• Le Génie du Grenier

    Le Génie du grenier

     


     

     MArtin, pelotonné sous le gros édredon ne dormait pas bien. Bien avant la fin de l’après-midi, le vent s’était levé et avait vite tourné à la tempête. Venus du nord-ouest, de gros nuages noirs lâchèrent un déluge de pluie sur la campagne environnante. Les vents fous avaient dû déraciner un arbre qui, dans sa chute, avait sans doute sectionné un câble à haute tension. Sa mère sortit en toute hâte des bougies du fond d’un tiroir.

    Les lueurs dansantes des quelques bougies disséminées ici et là et la vieille lampe à pétrole dénichée Dieu sait où qui trônait au centre de la table avait bien du mal à lutter contre l’obscurité vorace qui envahissait les moindres recoins de la maison. Le repas se passa dans une morosité silencieuse. Ses parents avaient fermé en toute hâte les volets et lorgnaient avec anxiété vers les fenêtres, à l’écoute du mugissement infernal qui ne semblait jamais vouloir finir ! Sans grand appétit, Martin, du bout de sa fourchette, dessinait des arabesques imaginaires au fond de son assiette.

    Après le dîner, comme il n’y avait rien d’autre à faire, sa mère le força à aller se coucher. Au dehors le vent hurlait toujours, comme pour libérer une fureur trop longtemps contenue. Il entendait au-dessus de sa tête, le bois de la charpente craquer et se plaindre. Mais quelle idée stupide avait poussé ses parents à vouloir déménager de la grande ville pour se perdre dans ce coin perdu de la Bretagne !? Son père avait eu une proposition de travail plus intéressante, cela, il pouvait le comprendre, mais avaient-ils besoin pour autant de tomber amoureux de cette vieille ferme à rénover ? À ses yeux, le terme « tas de ruines » lui convenait nettement mieux !

    Cela faisait presque qu’un mois que la petite famille avait pris possession des lieux. Et, bien que boudeur et râleur au début, Martin avait dû admettre que l’endroit et les environs où se cacher et à explorer, sans parler des grands bois noirs et, plus loin, les landes où vagabonder. Ça n’était plus la ville, mais c’était bien quand même !...

    Mais à l’écoute de la tourmente et des craquements sinistres de la vieille bâtisse, le gamin n’était plus sûr de se plaire autant dans cet endroit. Soudain au-dessus de sa tête, il crut entendre un piétinement ! Son père lui avait bien dit qu’il y avait sans doute des rats dans la maison, et tant qu’il n’aurait pas déniché un chat ou acheter des pièges, il faudrait faire avec. Mais là, la bestiole devait être aussi grosse qu’un chien ... et portait des chaussures !

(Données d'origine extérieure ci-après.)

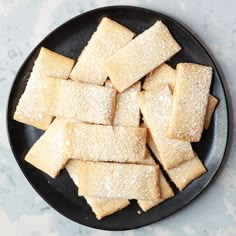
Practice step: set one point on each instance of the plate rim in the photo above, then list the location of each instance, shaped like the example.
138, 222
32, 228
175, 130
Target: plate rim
196, 38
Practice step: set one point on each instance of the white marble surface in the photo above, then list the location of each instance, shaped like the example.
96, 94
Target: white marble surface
22, 25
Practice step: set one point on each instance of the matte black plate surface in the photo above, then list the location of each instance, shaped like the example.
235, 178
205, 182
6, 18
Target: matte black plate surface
69, 39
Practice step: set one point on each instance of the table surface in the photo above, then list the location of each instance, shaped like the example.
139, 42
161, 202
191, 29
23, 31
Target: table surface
23, 24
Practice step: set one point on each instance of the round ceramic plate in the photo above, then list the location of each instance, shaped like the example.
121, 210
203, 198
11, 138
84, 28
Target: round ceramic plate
69, 39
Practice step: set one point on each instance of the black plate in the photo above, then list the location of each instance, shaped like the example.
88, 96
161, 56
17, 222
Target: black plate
69, 39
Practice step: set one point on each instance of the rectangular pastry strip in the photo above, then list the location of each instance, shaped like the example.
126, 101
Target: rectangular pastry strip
105, 143
140, 56
47, 153
155, 107
189, 102
107, 180
108, 39
75, 100
183, 174
29, 108
102, 207
165, 75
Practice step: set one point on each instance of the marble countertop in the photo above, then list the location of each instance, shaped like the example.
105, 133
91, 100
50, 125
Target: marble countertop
23, 24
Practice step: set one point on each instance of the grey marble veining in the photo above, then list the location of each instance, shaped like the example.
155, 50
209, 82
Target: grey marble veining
22, 25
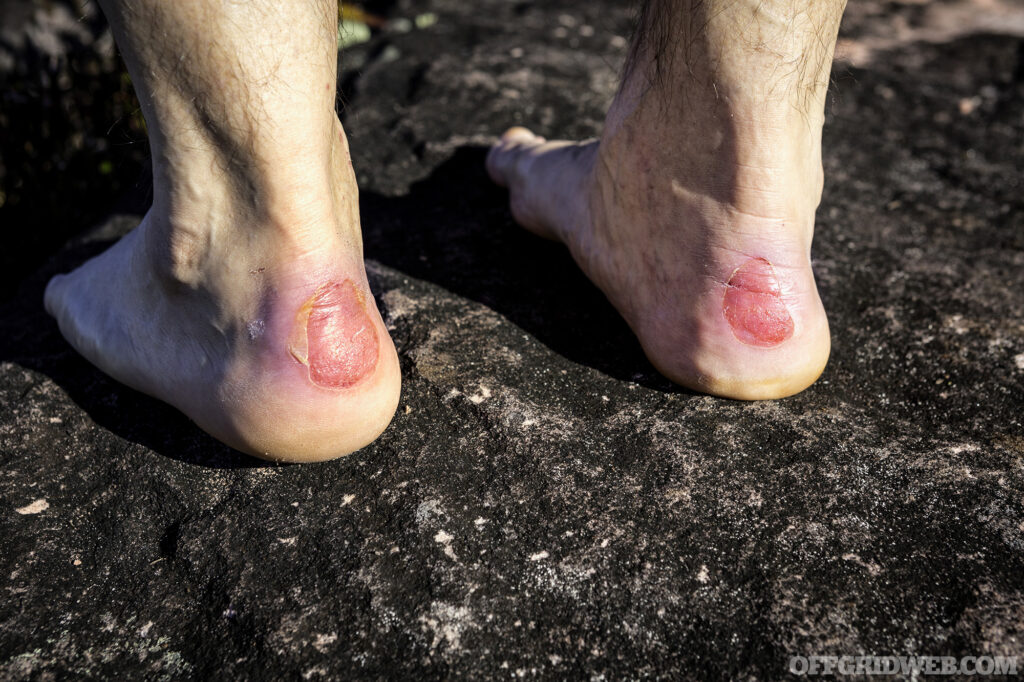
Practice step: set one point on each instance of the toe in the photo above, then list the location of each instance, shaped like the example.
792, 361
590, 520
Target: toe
506, 152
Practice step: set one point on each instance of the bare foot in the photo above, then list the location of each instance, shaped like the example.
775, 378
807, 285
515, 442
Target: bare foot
242, 298
694, 212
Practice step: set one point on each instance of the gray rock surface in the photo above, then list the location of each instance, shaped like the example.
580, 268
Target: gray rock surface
544, 504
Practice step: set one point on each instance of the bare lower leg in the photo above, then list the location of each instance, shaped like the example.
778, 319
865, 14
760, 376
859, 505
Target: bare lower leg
242, 297
694, 212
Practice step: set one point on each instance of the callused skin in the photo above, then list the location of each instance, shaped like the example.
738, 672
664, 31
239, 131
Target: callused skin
754, 305
335, 338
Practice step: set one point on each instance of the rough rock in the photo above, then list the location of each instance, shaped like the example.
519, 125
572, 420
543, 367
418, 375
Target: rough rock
544, 504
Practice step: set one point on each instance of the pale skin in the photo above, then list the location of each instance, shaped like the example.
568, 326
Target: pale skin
710, 162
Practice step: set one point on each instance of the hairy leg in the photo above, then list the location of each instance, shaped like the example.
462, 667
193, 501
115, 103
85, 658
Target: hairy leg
694, 212
242, 298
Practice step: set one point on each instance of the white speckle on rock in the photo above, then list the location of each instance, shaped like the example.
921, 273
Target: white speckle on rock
255, 329
323, 642
482, 395
446, 622
34, 507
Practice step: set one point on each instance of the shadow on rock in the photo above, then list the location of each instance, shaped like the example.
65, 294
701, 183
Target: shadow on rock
30, 338
454, 229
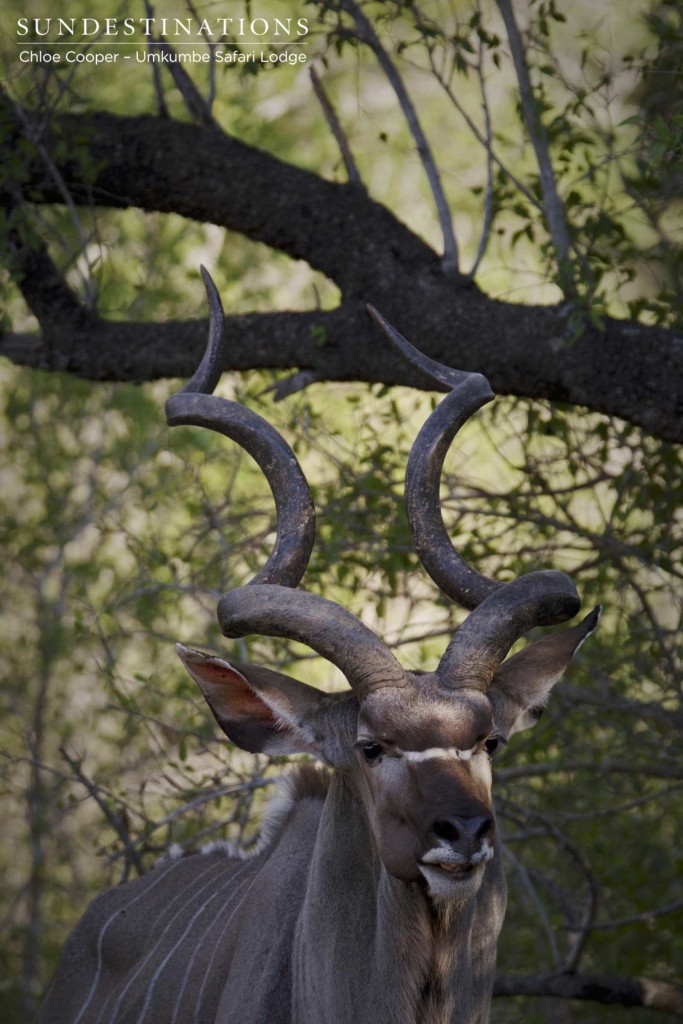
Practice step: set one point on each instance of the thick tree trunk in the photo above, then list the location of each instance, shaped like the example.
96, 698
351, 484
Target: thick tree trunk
622, 368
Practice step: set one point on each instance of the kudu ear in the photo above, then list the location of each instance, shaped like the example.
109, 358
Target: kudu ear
522, 684
262, 712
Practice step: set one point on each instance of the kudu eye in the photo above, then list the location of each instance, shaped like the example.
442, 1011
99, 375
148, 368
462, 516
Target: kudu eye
372, 753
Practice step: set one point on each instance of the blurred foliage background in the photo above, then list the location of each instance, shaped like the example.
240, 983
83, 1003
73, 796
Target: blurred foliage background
120, 536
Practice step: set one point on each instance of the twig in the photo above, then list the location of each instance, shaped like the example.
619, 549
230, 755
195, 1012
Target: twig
553, 206
117, 821
634, 919
369, 36
598, 988
156, 71
336, 129
291, 385
488, 200
538, 903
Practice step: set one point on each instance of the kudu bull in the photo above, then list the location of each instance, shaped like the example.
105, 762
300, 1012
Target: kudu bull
376, 895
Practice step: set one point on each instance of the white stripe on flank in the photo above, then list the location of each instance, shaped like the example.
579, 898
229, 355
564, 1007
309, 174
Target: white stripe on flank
437, 752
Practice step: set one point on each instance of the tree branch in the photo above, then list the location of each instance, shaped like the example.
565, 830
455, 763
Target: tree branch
623, 368
597, 988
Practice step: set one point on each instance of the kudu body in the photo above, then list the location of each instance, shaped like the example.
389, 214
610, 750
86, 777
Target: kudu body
377, 893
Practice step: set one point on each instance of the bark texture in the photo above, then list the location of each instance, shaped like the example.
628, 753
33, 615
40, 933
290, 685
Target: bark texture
623, 368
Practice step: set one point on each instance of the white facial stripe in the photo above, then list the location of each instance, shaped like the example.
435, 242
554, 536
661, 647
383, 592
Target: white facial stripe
451, 753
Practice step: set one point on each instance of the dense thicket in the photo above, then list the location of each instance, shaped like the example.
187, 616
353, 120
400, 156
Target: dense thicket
550, 151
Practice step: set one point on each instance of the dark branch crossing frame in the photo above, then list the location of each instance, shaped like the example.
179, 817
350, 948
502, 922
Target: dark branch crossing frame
377, 893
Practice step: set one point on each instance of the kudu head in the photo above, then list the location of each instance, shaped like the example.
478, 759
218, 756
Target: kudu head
417, 747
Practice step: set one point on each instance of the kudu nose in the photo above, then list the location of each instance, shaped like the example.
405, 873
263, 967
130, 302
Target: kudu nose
464, 833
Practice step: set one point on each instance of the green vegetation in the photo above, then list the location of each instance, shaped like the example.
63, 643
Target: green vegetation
120, 536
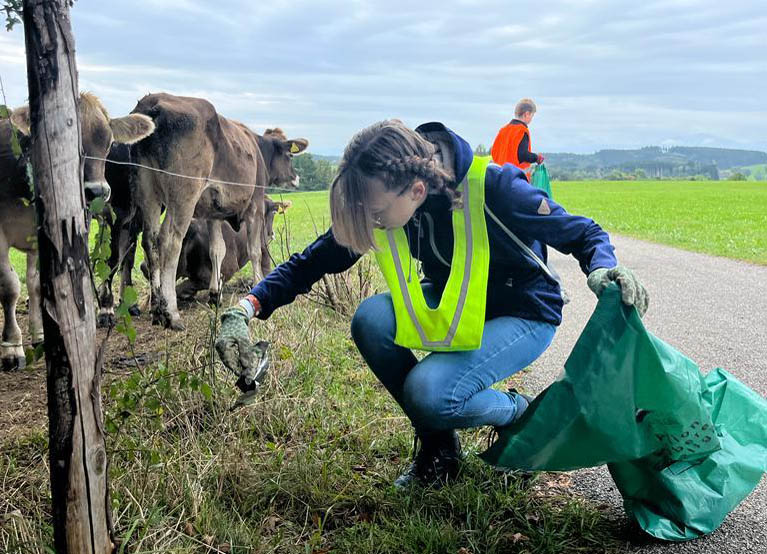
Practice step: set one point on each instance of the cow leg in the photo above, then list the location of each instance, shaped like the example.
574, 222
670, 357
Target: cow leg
255, 226
106, 317
126, 271
217, 251
11, 350
266, 260
150, 240
35, 299
187, 290
172, 232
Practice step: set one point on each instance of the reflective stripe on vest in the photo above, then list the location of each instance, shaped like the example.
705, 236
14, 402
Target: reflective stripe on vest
459, 320
506, 145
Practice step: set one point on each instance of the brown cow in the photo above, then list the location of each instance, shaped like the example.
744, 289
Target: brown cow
17, 215
194, 265
193, 140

    Malgré tous ces sens aux aguets, il n’entendit plus rien et finit par s’endormit, bercé par la plainte du vent.

    Le lendemain matin alors qu’il allait raconter sa mésaventure de la vieille à ses parents, il trouva ceux-ci en bas de l’escalier, l’œil noir, attendant visiblement qu’il descende de sa chambre.

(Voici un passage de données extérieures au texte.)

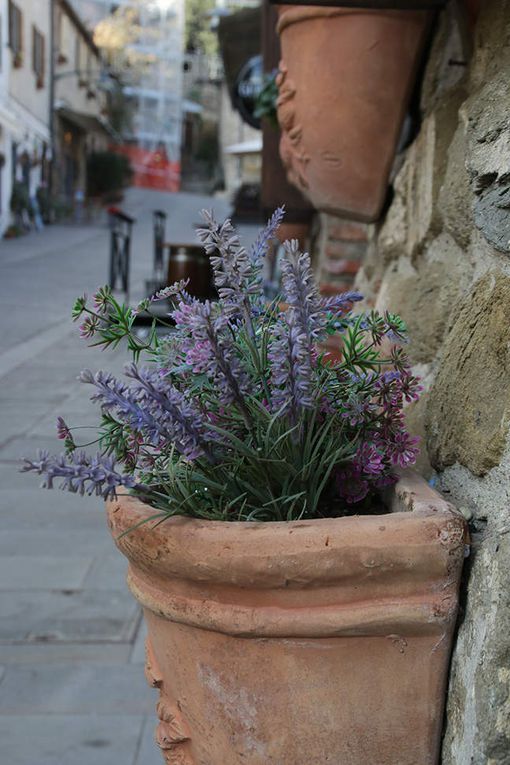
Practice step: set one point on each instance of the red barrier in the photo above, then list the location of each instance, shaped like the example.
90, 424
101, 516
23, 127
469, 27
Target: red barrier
152, 169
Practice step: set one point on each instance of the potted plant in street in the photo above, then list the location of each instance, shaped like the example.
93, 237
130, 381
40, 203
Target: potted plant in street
300, 596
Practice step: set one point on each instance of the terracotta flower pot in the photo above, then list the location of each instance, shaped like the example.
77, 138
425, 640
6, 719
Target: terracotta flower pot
299, 231
345, 80
314, 642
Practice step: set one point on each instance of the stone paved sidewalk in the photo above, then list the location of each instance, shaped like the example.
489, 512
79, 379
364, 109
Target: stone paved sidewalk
72, 689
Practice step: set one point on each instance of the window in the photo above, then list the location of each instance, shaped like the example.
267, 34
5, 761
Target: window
38, 57
16, 33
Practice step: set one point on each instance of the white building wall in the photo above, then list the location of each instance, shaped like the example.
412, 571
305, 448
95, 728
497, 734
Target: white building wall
24, 108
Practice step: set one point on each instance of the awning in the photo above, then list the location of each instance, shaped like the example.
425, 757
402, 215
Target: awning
88, 123
253, 146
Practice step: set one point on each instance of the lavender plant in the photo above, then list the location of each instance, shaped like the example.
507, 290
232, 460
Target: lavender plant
239, 414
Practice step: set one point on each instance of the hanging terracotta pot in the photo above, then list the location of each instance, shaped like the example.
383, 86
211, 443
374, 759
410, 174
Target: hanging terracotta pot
321, 641
345, 80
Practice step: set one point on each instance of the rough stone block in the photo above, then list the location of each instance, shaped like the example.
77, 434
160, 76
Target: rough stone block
346, 230
425, 294
469, 407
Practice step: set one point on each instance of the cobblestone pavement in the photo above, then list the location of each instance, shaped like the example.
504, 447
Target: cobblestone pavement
72, 689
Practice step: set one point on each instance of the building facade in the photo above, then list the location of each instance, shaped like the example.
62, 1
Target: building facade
81, 90
151, 61
25, 136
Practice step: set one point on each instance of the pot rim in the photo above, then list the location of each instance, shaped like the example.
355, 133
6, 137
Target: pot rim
352, 575
267, 554
294, 14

    - Tu peux m’expliquer ce chantier ? hurla sa mère en pointant un doigt vers le salon.

       Martin, qui du haut de l’escalier ne voyait rien et comprenait encore moins, descendit cependant quelques marches, tout en cherchant fébrilement dans sa mémoire ce qu’il avait pu faire la veille pour déclencher la fureur maternelle, et contempla éberlué, un spectacle qui le laissa sans voix !

       Les splendides dalles de schiste du salon que son père avait mis, lui semblait-il, un siècle à poser étaient entièrement recouvertes de paille ! Il faut dire que la grande pièce dévoue au salon, servait avant les travaux de rénovations, d’table à la ferme mais là, Martin eut l’impression de revenir quelques mois auparavant, quand ils avaient visité la ferme, pour la première fois, en compagnie du notaire. Il eut beau jurer et clamer son innocence à grand renfort de larmes, rien n’y fit et il dut passer sa journée à tout nettoyer jusqu’à la moindre brindille de paille !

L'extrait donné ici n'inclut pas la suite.